The idea that biodiversity is linked to how well ecosystems function can be traced back to Charles Darwin. However, serious experimental testing of this concept didn't begin until the early 1990s. One of the most important studies was the BIODEPTH project, which tested plant-species biodiversity and ecosystem properties in test plots at eight grassland sites around Europe. This generated a vast amount of data, and Andy Hector, who worked on the project, has now figured out a way to pull it all together.

BIODEPTH spanned three years and tested how different numbers of plant species affect ecosystem functions, such as total hay production or how well the ecosystem retains certain nutrients. The data produced were standardized and each ecosystem function or process analysed, but only on an individual basis.

Hector, now an ecologist at the University of Zurich in Switzerland, wanted to know how important biodiversity's role is when all of these processes are put together. After much thought, he came up with a way to do this — by switching from conventional statistical theory that relies on probability to information theory. This approach allowed all possible combinations of species to be compared and a best set of species to be selected for each ecosystem process.

At this point, Hector recruited his colleague Robert Bagchi, now at the University of Oxford, UK. “He brought the maths to formalize our basic ideas of analysis and the programming skills to implement it,” says Hector. The two used the Akaike Information Criteria (AIC) to calculate the set of species that influenced each of seven ecosystem processes at each site. Simply put, the AIC balances explanatory power and simplicity to find the best model.
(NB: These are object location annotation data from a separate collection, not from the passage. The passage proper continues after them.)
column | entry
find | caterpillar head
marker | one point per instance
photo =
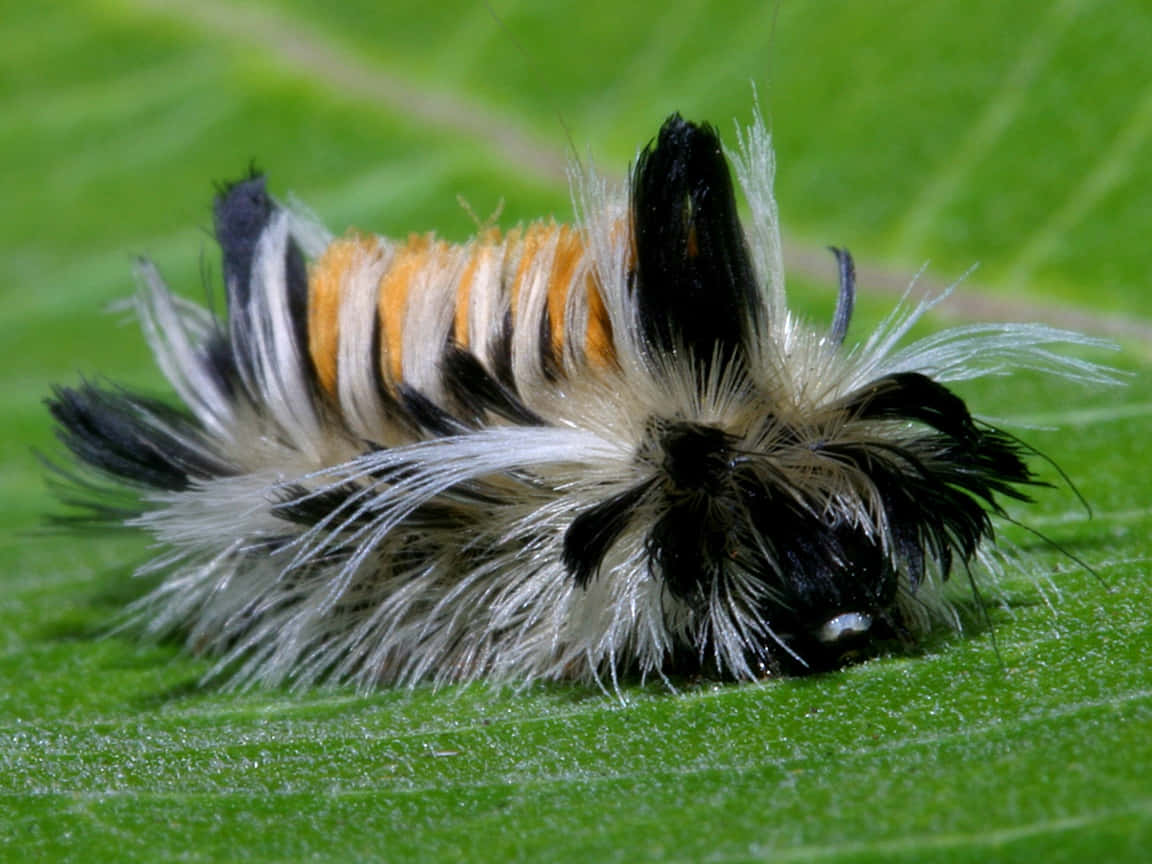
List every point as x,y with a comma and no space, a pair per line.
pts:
802,518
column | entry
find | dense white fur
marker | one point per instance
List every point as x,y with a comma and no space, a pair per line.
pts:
343,603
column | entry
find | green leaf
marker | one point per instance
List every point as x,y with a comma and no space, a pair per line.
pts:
1018,136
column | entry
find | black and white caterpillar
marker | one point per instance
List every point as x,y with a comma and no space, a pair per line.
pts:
551,453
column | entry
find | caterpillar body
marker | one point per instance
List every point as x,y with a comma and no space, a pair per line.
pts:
565,452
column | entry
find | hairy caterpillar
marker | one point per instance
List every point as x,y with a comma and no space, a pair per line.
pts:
555,453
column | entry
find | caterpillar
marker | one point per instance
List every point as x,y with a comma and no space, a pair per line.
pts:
565,452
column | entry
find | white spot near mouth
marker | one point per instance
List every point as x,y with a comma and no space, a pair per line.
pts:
843,627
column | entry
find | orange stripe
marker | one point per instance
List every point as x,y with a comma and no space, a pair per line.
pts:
326,287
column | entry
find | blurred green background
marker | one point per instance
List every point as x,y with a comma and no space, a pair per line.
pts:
1016,136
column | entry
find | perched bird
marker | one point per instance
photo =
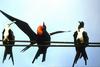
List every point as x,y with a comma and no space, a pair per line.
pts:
7,36
81,41
42,37
39,38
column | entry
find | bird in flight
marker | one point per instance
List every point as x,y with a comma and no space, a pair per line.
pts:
7,36
81,41
40,38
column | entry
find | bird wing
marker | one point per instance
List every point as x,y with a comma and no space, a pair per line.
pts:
22,25
56,32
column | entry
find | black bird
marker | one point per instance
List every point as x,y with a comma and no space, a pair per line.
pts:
81,41
42,35
34,38
7,36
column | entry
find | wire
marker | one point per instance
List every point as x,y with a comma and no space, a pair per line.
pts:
55,42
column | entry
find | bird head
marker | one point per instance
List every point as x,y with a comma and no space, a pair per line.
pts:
40,30
44,26
81,25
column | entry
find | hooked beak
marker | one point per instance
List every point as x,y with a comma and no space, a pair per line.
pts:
10,24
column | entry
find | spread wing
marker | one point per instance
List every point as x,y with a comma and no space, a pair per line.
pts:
22,25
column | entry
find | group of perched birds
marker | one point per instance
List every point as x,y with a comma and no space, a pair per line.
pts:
42,38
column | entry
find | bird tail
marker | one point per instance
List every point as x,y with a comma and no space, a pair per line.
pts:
26,48
56,32
5,55
11,56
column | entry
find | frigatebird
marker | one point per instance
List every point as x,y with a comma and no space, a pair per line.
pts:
36,38
7,36
81,41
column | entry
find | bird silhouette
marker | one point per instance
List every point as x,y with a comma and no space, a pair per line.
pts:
7,36
39,38
42,37
81,41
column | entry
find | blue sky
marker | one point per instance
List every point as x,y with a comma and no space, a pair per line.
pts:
57,15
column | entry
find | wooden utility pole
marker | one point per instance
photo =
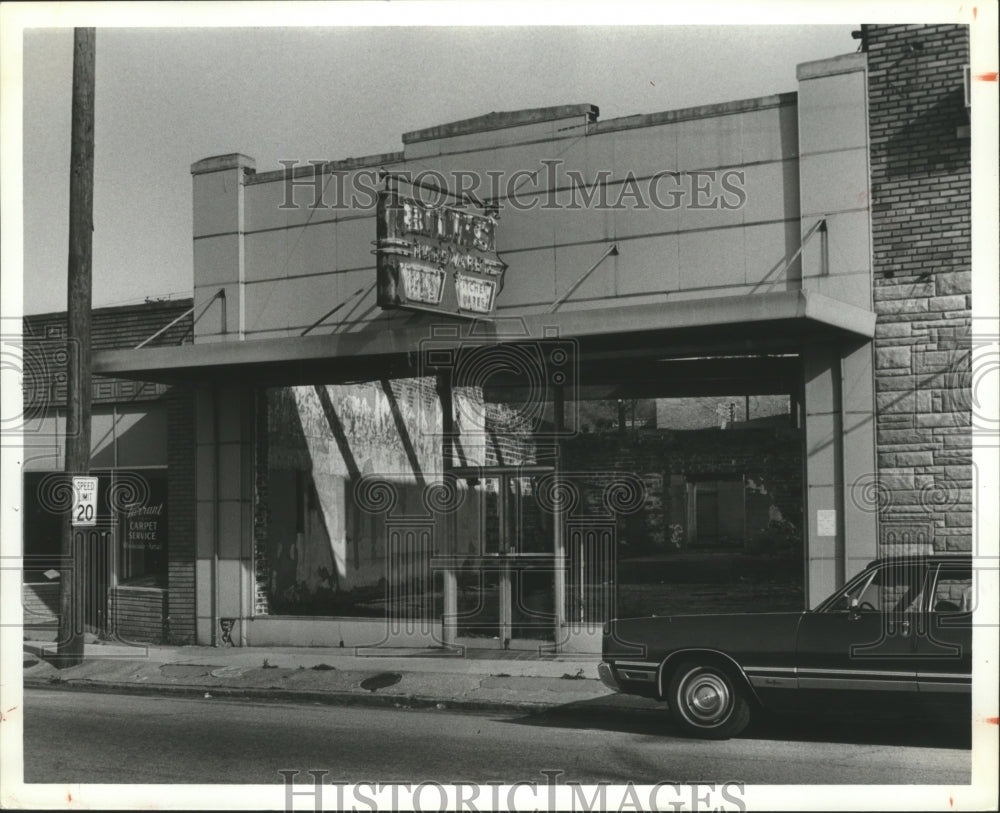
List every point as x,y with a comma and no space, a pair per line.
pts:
81,228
Hector and Bagchi then determined the overlap between pairs of ecosystem processes for all possible pair combinations. The average overlap varied from 0.2 to 0.5, meaning that in any given pair only one-fifth to one-half of the species were important to both ecosystem functions. They conclude that individual analyses of ecosystem functions underestimate the biodiversity required to keep multifunctional ecosystems healthy (see page 188).

“So far, all the work on ecosystem functions has broken them apart individually,” says Hector. “We are the first to do a serious, quantitative analysis of multiple functions of ecosystems.” He admits their analysis has limitations, but says it's reasonable to expect that the findings for these test plots will extend to real-world ecosystems, typically valued for their multiple functions.

Although 'the more biodiversity the better' seems obvious for ecosystem functioning, Hector says scientists have been working on these questions for only a decade and are still arguing about how to analyse the data. He hopes to apply his scientific findings to real-world problems, such as reforestation. In this example, the choice of which species or mix of species to plant would involve looking at factors including total overall production (for future logging) and carbon sequestration.

The study also refutes the old adage that biologists shy away from mathematical heavy-lifting. “The mathematics of ecology may not be as elegant as that of other disciplines, but it is often very, very complex,” says Hector. “You need people who can work with partial differential equations who can also climb up a 70-metre rainforest tree to collect pollen.”